Between Cairo and Ankara, Netanyahu’s failures are exposed

These are the most challenging times the Middle East has seen in decades, yet one couldn’t imagine a more inept government for Israel than the one that sits in Jerusalem

Between Cairo and Ankara, Netanyahu's failures are exposed
Protesters storming the Israeli embassy in Cairo, September 9, 2011 (photo: Maggie Osama / CC BY-NC-SA 2.0)

Last month, Israel rejected a compromise over the flotilla incident that Israeli and Turkish negotiators reached. The American administration has been applying pressure on Jerusalem and Ankara to reach an understanding prior to the publishing of the Palmer Report. According to recent reports in the local media, both sides to the talks in Geneva had agreed that Israel would apologize for “a military failure” that led to the death of eight Turkish citizens and one American during the attack on the Mavi Marmara, but the legality of the blockade on Gaza will not be questioned. Israel also agreed to compensate the families of the deceased.

Such an understanding would have served Jerusalem’s interests, and allowed for relations with Turkey to be mended (I say that even thought I oppose the blockade and believe it should end immediately). Yet Prime Minister Binyamin Netanyahu rejected the deal, fearing a backlash from the right and political gains by Foreign Minister Avigdor Lieberman, the only political rival that could hurt him at his base. The result was a rapid deterioration of the diplomatic relations between Israel and Turkey.
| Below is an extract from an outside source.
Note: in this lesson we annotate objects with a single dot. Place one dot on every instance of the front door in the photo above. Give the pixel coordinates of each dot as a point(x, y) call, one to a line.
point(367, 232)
Following the political failure, the government moved to propaganda, claiming that Turkish Prime Minister Recep Tayyip Erdoğan has decided to secure his role in the Arab world by going after Israel. Yet the facts don’t add up: If there was no hope in resolving the crisis with Ankara, why send representatives to Geneva and negotiate a deal? And if that wasn’t enough, while the full effect of the rift with Turkey was being revealed, Lieberman decided to start another fire by speculating on giving military aid to the PKK (the anti-Turkish Kurd resistance group) – something similar to a possible Turkish declaration of sending weapons to Hamas. This was too much even for Netanyahu, who rushed to issue a denial, long after the damage was done.

On the very same day of Lieberman’s provocation, troubles started in Cairo, and while military escalation remains unlikely, it seems that the peace treaty with Egypt – Israel’s greatest diplomatic achievement – is about to collapse. The Israeli embassy in Giza was stormed by protesters on Friday night, and the Egyptian commando had to rescue the security team which was at the building. Later at night, the ambassador, most of the diplomats and their families were flown back to Tel Aviv in a military plane.
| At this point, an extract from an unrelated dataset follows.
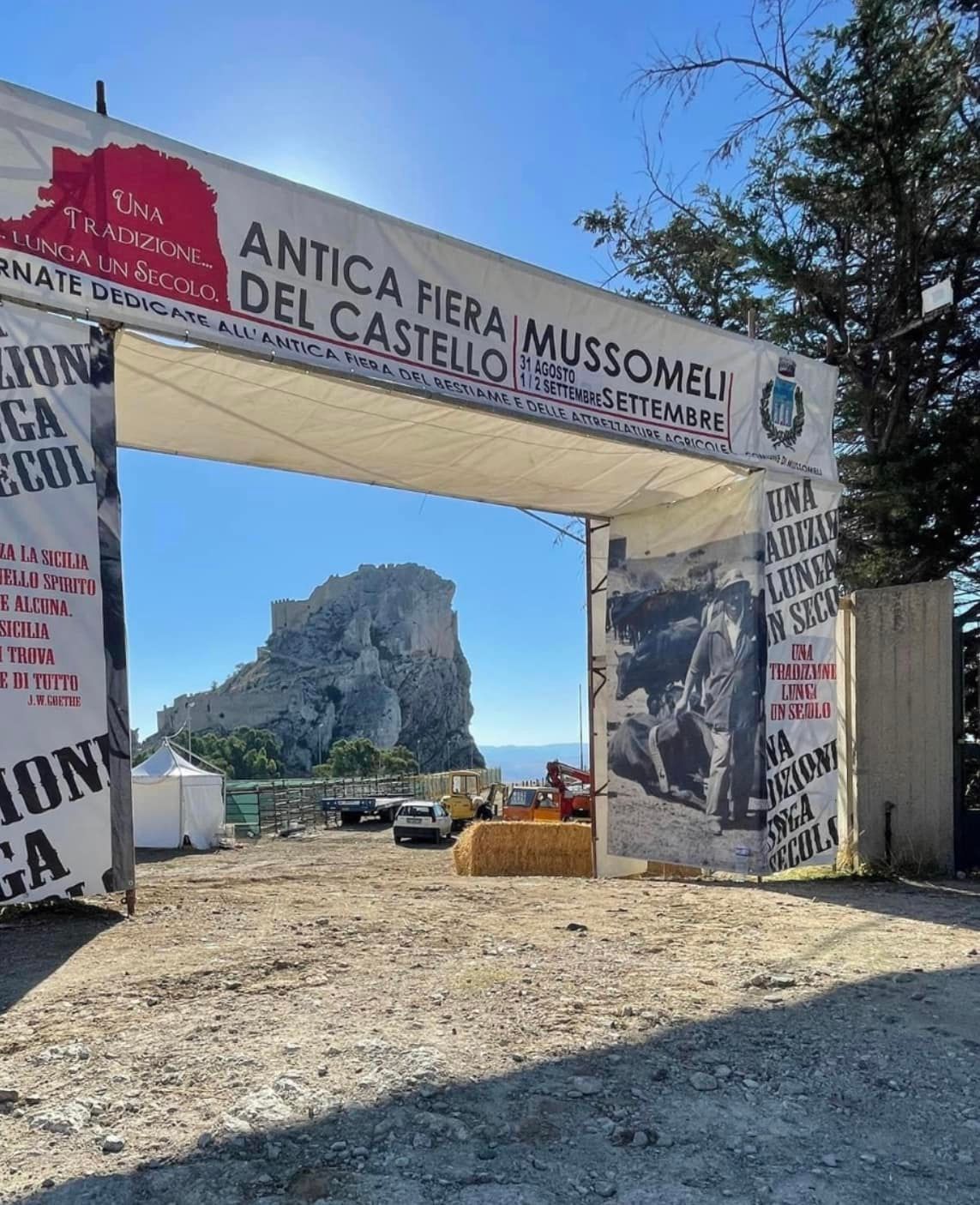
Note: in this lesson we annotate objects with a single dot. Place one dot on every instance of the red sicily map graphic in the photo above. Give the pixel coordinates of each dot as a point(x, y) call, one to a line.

It looks as if the anti-Israeli mood in Egypt has a lot to do with the frustration many feel due to the tightening of the military control over the country and the failure to make good on many of the promises the revolution made. Israel is perceived as an ally of the army and the old regime; relying on Egypt’s help in placing the blockade on Gaza has come back to haunt Israel. Once again, it’s clear that Jerusalem has failed to understand the local mood in Cairo. This was revealed in Israel’s dealing with the diplomatic fallout following the Eilat attack and the death of five Egyptian soldiers, and with the inflammatory statements that followed the escalation in the South.
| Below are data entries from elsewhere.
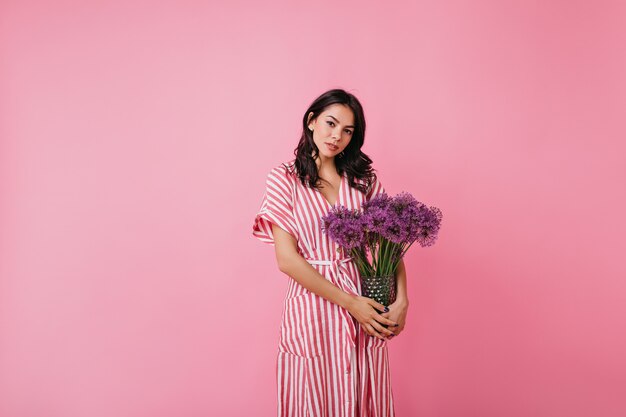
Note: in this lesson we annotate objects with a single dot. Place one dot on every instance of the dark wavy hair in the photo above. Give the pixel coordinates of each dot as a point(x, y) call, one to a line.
point(354, 163)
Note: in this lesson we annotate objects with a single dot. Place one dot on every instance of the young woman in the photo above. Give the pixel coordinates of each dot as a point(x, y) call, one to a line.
point(332, 353)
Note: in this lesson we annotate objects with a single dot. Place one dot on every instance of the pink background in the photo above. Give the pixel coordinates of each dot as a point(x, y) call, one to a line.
point(135, 140)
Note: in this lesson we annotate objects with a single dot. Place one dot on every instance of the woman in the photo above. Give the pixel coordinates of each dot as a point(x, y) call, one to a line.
point(332, 355)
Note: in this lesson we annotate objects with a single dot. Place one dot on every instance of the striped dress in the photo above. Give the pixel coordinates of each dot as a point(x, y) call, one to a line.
point(327, 365)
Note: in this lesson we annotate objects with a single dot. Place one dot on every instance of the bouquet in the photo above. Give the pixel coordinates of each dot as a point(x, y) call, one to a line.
point(378, 236)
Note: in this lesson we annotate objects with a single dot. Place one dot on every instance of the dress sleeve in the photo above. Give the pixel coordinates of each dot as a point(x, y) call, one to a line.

At the heart of the diplomatic failure lies Netanyahu and Lieberman’s policy on the Palestinian issue, one that has replaced diplomatic initiative with public relations. Netanyahu sees existential threats everywhere, from Iran to the BDS campaign and from Ankara to Cairo, yet he is unwilling to do the single thing that could get most of the pressure off Israel: Ending the 44 years old occupation of the West Bank and Gaza. By using his skillful manipulation of American politics – perhaps his best and only talent – the Israeli prime minister is dragging Washington’s foreign policy with him down a very dangerous path. Netanyahu’s policy plays a big part in making the United States less and less relevant in the Arab world, and ironically, strengthens the forces which do not recognize the legitimacy of any Jewish existence in the Middle East.

When the Netanyahu-Barak-Lieberman trio took control over Israel’s foreign policy, there was a debate over the potential damage this cabinet could do. Some even argued that an extreme right government such as this could actually lead the Israeli public to accept concessions it wouldn’t normally, certainly not under the left. Nobody dares present these theories again. As it turned out, the right-wing government didn’t “adjust” itself to the left, but rather the other way around: With its provocative rhetoric and hard-line positions it helped bring about the geopolitical reality in which it could prosper, one of hate and anger.

As the situation around the country deteriorates, Netanyahu and Lieberman thrive, playing on the very real existential fears of Israelis, declaring that “now is not the time for concessions,” behaving as if Israeli actions play no role in the regional dynamics, and preparing the public for nightmare scenarios. With no immediate political threat to their government, it seems that the worse is yet to come.